Most of the land in the 73.2-hectare area, a steep and rocky embankment that is visible from Highway 1 before entering the Mount Scopus tunnels, is privately held land that belongs to Arab residents from the neighborhoods of Isawiya and a-Tur. With the establishment of a national park, the owners will not be compensated for their land, but the park will be managing the land and all changes will need to be approved by the National Parks Authority.
Elad Kandl, the director of the Old City at the Jerusalem Development Authority who is overseeing the parks project in east Jerusalem, said the establishment of a national park accomplished three goals: preserving the area’s last open areas, protecting them from vandalism and illegal building, and developing tourism. He also defended the park as a way to stop the relentless march of development until a more effective plan for the area could be undertaken.
“When you make it a national park, you keep the status quo so that you can’t damage the area,” he said. “Now, when it’s not inhabited, we’re going to freeze the area. There are commercial interests that want to build there that are not thinking about what’s good for the residents,” he said.
Essentially freezing development means that a future government can come in and change the national park to a residential area if they so desire, Kandl added.
“If it’s not a national park, no one will be able to do that because it’ll be a mishmash. In a few years someone could decide something totally different, but if we don’t create a park now we’ll lose that option,” said Kandl.
But activists argue that designating the land as a national park, rather than a municipal park, makes it almost impossible to change because of the bureaucratic process associated with changing national parklands to residential neighborhoods.
Efrat Cohen-Bar, an architect with Bimkom: Planners for Planning Rights, has been working with residents in Isawiya since 2004 to create an updated master plan for the neighborhood that would allow the incredibly dense neighborhood to legally expand onto parts of the surrounding land, which will now be national parkland.
“If [the national park] becomes official, there’s no hope for Isawiya,” said Cohen-Bar.
After the idea for a park in that area was first floated in 2005, the residents, supported by Bimkom, entered into negotiations with NPA to try to shrink the park, allowing them to expand on part of the land and keep part of the land designated open space.
Those negotiations were ignored in the current plan for the park, which was approved by the Local Building and Planning Committee and is waiting for approval from the Interior Ministry.
“This was years of activism, and we were finally able to get some faith from the residents to work with municipality, to believe in the system and to work within it,” said Cohen-Bar. “And they got the national park. This was a slap in the face to the residents.”

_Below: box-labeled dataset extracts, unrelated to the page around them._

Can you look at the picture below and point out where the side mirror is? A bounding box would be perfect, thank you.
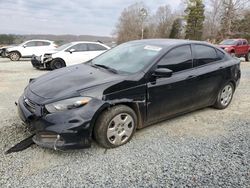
[69,48,76,54]
[153,68,173,78]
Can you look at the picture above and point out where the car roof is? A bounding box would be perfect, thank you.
[127,39,213,48]
[25,39,54,42]
[71,41,105,44]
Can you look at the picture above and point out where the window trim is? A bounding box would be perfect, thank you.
[191,43,226,68]
[154,44,194,75]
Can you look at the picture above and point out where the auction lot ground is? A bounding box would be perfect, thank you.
[0,58,250,187]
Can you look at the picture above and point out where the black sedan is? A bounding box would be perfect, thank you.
[18,39,241,150]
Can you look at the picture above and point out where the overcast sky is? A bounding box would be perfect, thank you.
[0,0,180,36]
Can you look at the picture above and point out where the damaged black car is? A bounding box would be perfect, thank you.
[18,39,241,150]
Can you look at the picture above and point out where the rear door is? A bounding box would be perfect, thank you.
[147,45,197,123]
[192,44,226,107]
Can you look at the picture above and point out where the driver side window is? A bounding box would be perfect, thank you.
[24,41,36,47]
[158,45,193,72]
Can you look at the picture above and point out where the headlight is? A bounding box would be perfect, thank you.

Cohen said she was pessimistic the plan for the national park would be rejected, but she hoped that negotiations would be possible with NPA to reduce the size of the park to allow residents to legally build homes. She called the park a “death sentence” for their attempts to work with the residents on legal ways to build and improve their neighborhood.
The plan for the national park is currently undergoing a two-month public comment period, before it can be discussed by the Interior Ministry’s District Planning and Building Committee. If it is approved by the Interior Ministry, it could become a park in as little as six months to a year. Bimkom has joined Ir Amim and Emek Shaveh and the resident’s committees to file multiple objections to the project.
Cohen-Bar added that she would rather the municipality create a city park, which would not only compensate the residents for the land, but also be much easier to change in the future.
Kandl argued that the only way to preserve the land was with a national government body. The NPA has more experience in maintaining and developing parks and would be much more effective than the municipality, which is more easily swayed by local politics, at preserving the area, he said. “We needed a government body that had teeth.”